Gather around, all you "Why does it matter?", "It shouldn't matter", "I'm sick of hearing about this", and "I don't care" folks, because I'm going to explain to why it is important. And anyone who doesn't feel like explaining this shit to them, go ahead and link to this post and add your own reasons in the comment section. For LGBT youth, hope isn't easy to come by and a pride in sense of self is even harder. A young, gay man who wants to play football doesn't have role models who know what he's going through, doesn't have heroes like himself to emulate, and is essentially told if he wants to pursue his dream, he has to hide who he is. That is why Michael Sam is important and why what he did matters. If a person can't see that it is because they lack basic human empathy for anyone who isn't exactly like them. Michael Sam broke a barrier that existed for decades so others like him wouldn't have to encounter the same level of resistance--that is as heroic now as it was when Jackie Robinson did it. Ellen Page made a marvelous case for why coming out is important so I can only assume most of the people commenting didn't actually listen to the speech and just scrolled down to the section where they got to put in their own, ignorant opinion. She was dead on--gay women, especially women who don't look like society says lesbians should look, get some of the most condescending, insulting treatment as if heterosexuality is a prize that pretty girls can win, and aren't they ungrateful or stupid if they don't want that prize. That attitude is sick, wrong, and it ties together the worst parts of bigotry and sexism. Young lesbians...yanno what? it doesn't even just apply to young lesbians since Ellen Page coming out inspired me and I'm in my twenties...need to hear that their sexuality isn't tied to their appearance. Actually, forget about it just being a good lesson for lesbians of all ages, it's a good message for women of any orientation and age. I'll repeat it: your sexuality is not dictated by your appearance and it damn sure isn't dictated by what people think you should be based on your appearance.

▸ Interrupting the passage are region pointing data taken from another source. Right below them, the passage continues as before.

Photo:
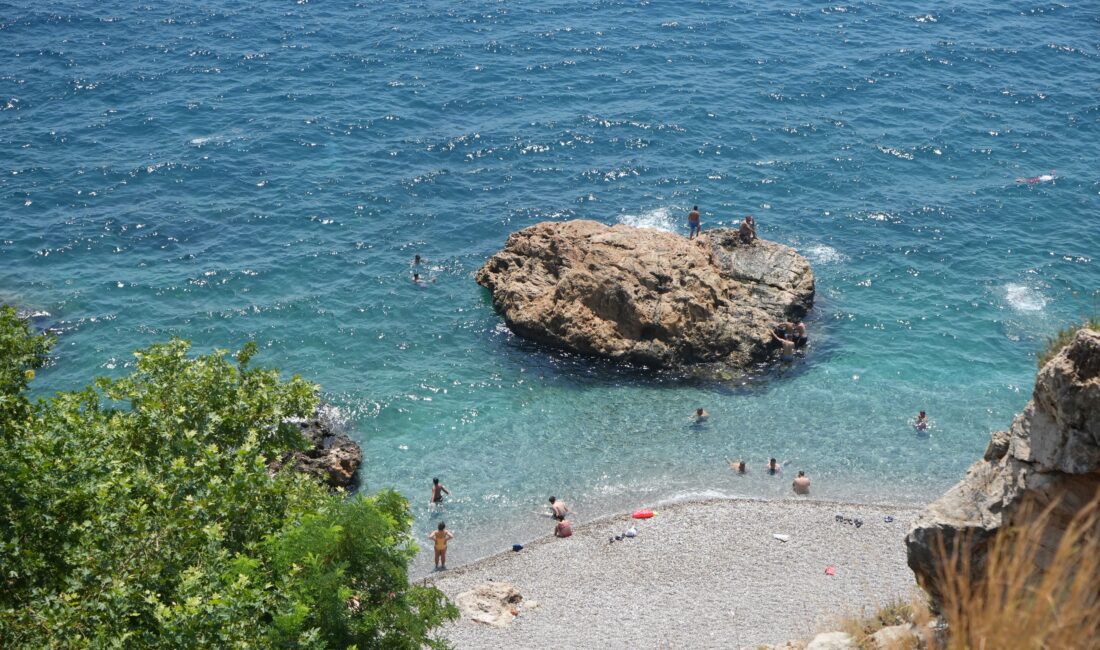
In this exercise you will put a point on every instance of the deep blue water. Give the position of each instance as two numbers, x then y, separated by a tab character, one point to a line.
267	169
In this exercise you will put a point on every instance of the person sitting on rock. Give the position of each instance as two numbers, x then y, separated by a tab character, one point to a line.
800	333
747	231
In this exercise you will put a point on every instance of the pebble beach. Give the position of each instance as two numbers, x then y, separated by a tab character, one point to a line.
699	574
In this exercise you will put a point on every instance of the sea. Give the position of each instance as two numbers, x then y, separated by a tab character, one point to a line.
240	171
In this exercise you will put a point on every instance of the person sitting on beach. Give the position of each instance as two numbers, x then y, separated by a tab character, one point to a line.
438	489
747	231
788	342
800	333
922	421
558	508
440	537
801	484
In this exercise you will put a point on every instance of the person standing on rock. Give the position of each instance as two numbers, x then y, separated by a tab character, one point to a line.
693	222
440	537
747	231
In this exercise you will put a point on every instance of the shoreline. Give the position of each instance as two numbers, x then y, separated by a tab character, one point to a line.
701	574
661	505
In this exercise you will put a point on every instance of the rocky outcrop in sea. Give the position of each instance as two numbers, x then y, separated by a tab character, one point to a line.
647	296
1049	455
331	455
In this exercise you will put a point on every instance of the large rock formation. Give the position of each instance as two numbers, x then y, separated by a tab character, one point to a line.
647	296
331	456
1049	455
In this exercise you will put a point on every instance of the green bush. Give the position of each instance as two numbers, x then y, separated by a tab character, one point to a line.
1063	338
141	513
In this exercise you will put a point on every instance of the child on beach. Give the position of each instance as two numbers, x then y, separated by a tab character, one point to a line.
441	536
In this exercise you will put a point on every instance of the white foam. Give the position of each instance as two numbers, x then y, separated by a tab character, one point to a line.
659	219
824	254
1024	298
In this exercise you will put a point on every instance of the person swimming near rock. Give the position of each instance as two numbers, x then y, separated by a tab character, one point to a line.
801	484
558	508
921	422
788	343
438	489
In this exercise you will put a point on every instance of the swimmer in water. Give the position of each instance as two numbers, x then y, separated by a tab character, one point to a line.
1037	179
788	342
921	422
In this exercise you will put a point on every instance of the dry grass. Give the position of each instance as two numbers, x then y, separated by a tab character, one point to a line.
1015	604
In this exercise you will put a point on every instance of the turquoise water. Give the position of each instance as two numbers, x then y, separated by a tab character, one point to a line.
267	169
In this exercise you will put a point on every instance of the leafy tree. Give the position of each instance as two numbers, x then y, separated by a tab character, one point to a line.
142	513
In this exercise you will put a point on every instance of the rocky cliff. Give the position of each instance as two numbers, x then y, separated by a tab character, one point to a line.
1049	455
647	296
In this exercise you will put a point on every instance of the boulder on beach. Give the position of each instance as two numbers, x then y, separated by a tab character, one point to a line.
1049	455
647	296
331	455
492	603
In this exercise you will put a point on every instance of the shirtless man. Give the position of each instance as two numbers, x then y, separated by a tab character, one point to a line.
747	231
788	343
438	489
559	508
801	484
800	333
440	537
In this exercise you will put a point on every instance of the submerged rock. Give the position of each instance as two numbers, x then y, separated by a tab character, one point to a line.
648	296
332	456
1049	454
492	603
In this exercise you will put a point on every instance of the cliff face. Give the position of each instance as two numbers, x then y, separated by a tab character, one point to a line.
647	296
1049	454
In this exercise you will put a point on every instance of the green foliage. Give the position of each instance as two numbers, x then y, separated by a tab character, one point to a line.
21	353
1058	341
142	513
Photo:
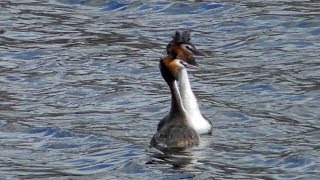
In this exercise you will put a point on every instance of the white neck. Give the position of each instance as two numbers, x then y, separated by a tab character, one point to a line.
188	98
190	104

As for the brain dead morons who said "I didn't have to come out as straight / Tim Tebow got persecuted for being an evangelical and nobody applauded him"...the level of stupid and entitled required to post that shit, especially if its attached to your actual name and Facebook/Twitter account, is beyond help, at least from me. Someone with a crowbar and a bucket of grease might come along to manually remove their heads from their asses, but it's just not worth it to me to bother.

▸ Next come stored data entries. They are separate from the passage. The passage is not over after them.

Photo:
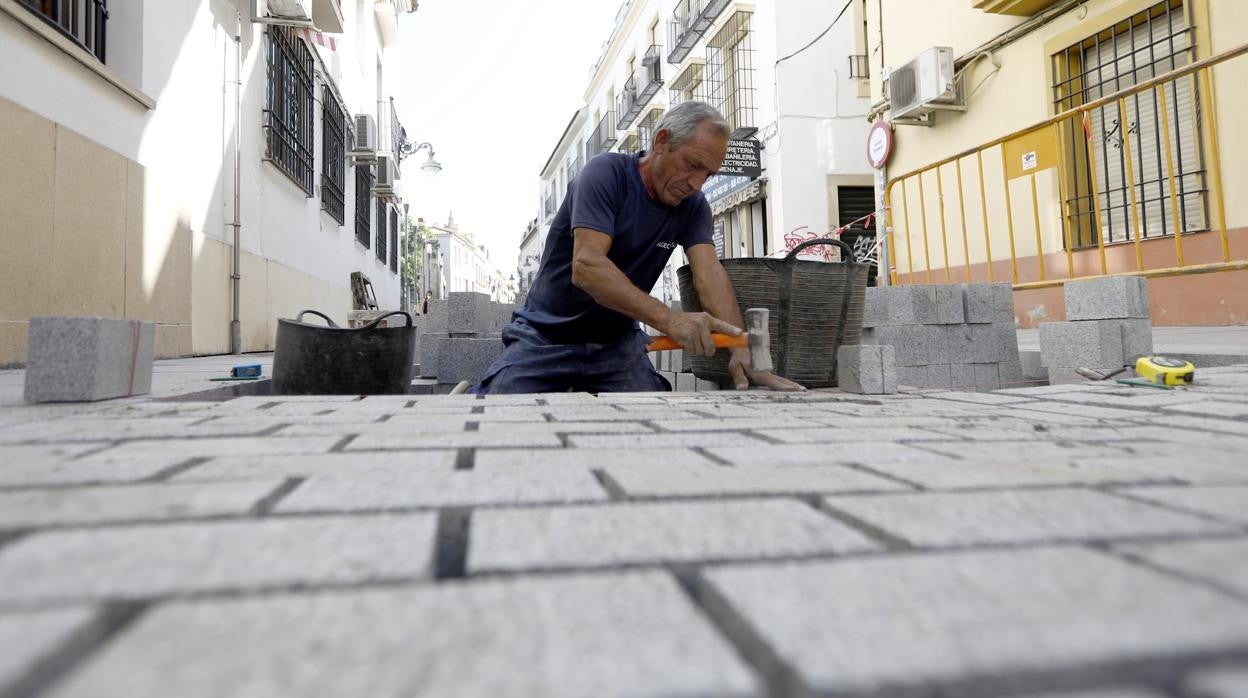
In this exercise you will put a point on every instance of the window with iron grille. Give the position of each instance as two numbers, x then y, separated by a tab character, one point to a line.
730	69
84	21
1137	49
382	234
333	157
648	127
363	196
394	240
288	134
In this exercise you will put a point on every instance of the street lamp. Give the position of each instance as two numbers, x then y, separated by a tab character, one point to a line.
431	166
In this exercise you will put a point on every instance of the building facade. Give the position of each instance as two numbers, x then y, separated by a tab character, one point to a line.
1036	141
466	265
788	75
145	137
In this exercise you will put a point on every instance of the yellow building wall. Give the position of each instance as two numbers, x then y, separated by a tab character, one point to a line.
931	209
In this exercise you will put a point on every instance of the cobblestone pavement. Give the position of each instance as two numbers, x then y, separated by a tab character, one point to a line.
1071	541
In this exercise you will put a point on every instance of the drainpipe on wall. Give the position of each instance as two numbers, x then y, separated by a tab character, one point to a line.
236	276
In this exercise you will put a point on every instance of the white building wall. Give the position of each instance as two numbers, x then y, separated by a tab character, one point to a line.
181	56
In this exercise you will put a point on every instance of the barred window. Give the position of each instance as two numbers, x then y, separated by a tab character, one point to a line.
84	21
363	195
1135	50
393	240
333	157
730	71
381	230
288	135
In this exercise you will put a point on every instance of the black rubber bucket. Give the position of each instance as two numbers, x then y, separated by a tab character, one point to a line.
815	307
331	360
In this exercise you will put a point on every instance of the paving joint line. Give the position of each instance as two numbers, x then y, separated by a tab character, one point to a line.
81	644
779	679
891	542
451	543
265	506
164	475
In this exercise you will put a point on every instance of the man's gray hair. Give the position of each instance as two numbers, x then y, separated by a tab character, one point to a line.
683	120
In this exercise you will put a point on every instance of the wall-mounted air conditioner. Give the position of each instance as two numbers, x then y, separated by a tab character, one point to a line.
365	147
924	86
292	10
385	182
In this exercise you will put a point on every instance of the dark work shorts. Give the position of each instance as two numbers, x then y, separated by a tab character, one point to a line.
531	362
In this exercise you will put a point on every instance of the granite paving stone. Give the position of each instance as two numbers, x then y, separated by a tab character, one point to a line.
637	533
352	466
1227	503
87	470
519	436
693	481
29	637
1219	562
630	633
833	435
976	518
441	487
587	457
850	452
129	502
1227	681
922	621
1012	451
211	447
150	561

Does any of this directly impact straight, white, males? Nope, but it doesn't have to for it to be important. Let me repeat that for the people who are still confused--just because it doesn't cater to the majority, doesn't mean it is valueless and the LGBT community getting a few heroes and role models doesn't diminish the fact that you have all the role models and heroes you could possibly want in every field and at every level. Another group getting the same treatment you already have doesn't mean your treatment got worse. More importantly, you're not in charge of what is and isn't important to the world. I hate to be the one to break it the heteros, but you don't get to tell LGBT people what is valuable. We get to decide for ourselves who we love and we get to decide that Michael Sam and Ellen Page are fucking heroes to be proud of.